« … une coutume si scandaleuse, impudique et particulière au pays … » (fin p. 581)

Gérald C. Boudreau

Le présent sermon fait suite à la série de sermons initiée dans nos dernières chroniques dans ces colonnes. Vu la longueur exceptionnelle du présent sermon, il est nécessaire de le présenter en trois segments qui seront publiés successivement à partir de cette semaine. En plus de la longueur anormale du sermon prêché en une session, certaines observations pertinentes du prédicateur à l’endroit de ses paroissiens ne manqueront pas de surprendre les lecteurs et lectrices.

Les trois segments seront présentés durant trois semaines successives :

(1ersegment) S’inspirant de l’épître aux Galates, Sigogne reproche à ses paroissiens l’existence excessive des « vices du monde et des œuvres de la chair » ; il signale « une infamie abominable d’impureté et une coutume si scandaleuse et impudique dont [il] n’avait jamais entendu parler avant d’arriver en ce pays ». Il s’est passé, la veille de Noël 1807, un incident déplorable provenant d’un groupe de jeunes qui s’étaient enivrés en passant de cabaret en cabaret.

(2esegment) Beaucoup, surtout les jeunes, « servent le Dieu de la boisson » au lieu de payer la dépense de la nouvelle église. Ils se font un jeu du refus des sacrements. Il se plaint du manque de soutien matériel eu égard aux engagements faits par les paroissiens à son endroit.

(3esegment) Certains lui reprochent d’être injuste dans ses fonctions de juge de paix, ce qui le mortifie. Enfin, il utilise l’ultime intimidation : il partira à moins qu’ils ne se soumettent aux quatre conditions qu’il formule.

Ce genre d’instructions nous révèle un précieux témoignage au sujet de comportements observés par Sigogne de certains paroissiens de son temps. C’est une sorte d’attestation très rare par rapport au temps et au lieu, car peu d’écrits existent décrivant la vie socioculturelle de ses Acadiens à l’époque. Grâce à ces manuscrits sigogniens, nous découvrons des détails, parfois étonnants, dans la vie de nos ancêtres qui seraient autrement inconnus, ce qui en fait une valeur inestimable pour mieux comprendre le vécu de ceux-ci.

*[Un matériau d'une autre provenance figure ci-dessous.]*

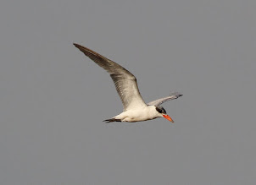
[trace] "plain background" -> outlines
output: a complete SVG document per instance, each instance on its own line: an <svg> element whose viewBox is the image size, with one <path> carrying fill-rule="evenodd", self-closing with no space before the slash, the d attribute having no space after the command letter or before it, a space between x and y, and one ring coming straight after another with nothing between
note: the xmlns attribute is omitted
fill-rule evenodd
<svg viewBox="0 0 256 185"><path fill-rule="evenodd" d="M0 183L255 184L256 3L3 0ZM137 78L164 118L122 112L111 79L73 42Z"/></svg>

Le présent manuscrit est conservé intégralement aux Archives nationales, Ottawa, Fonds Sigogne, MG 23, C-10, vol. 2, pages 579-588, pagination de l’archiviste. Il est accessible dans Internet à l’adresse suivante : http://heritage.canadiana.ca/view/oocihm.lac_reel_c1487/627?r=0&s=4 dans Internet, le sermon se trouve à l’image 489, et ss.

remontrances au sujet des cabarets[1]

[579]Nous célébrons aujourd’hui, mes frères, la mémoire du mystère le plus glorieux de notre religion, la Résurrection de Jésus Christ. Ce serait donc le lieu et l’occasion d’en parler, mais des considérations fortes m’obligent pour votre nécessité et la satisfaction de ma conscience à parler d’autre chose. Écoutons maintenant sur le premier point des observations générales des offices et des avertissements du rituel.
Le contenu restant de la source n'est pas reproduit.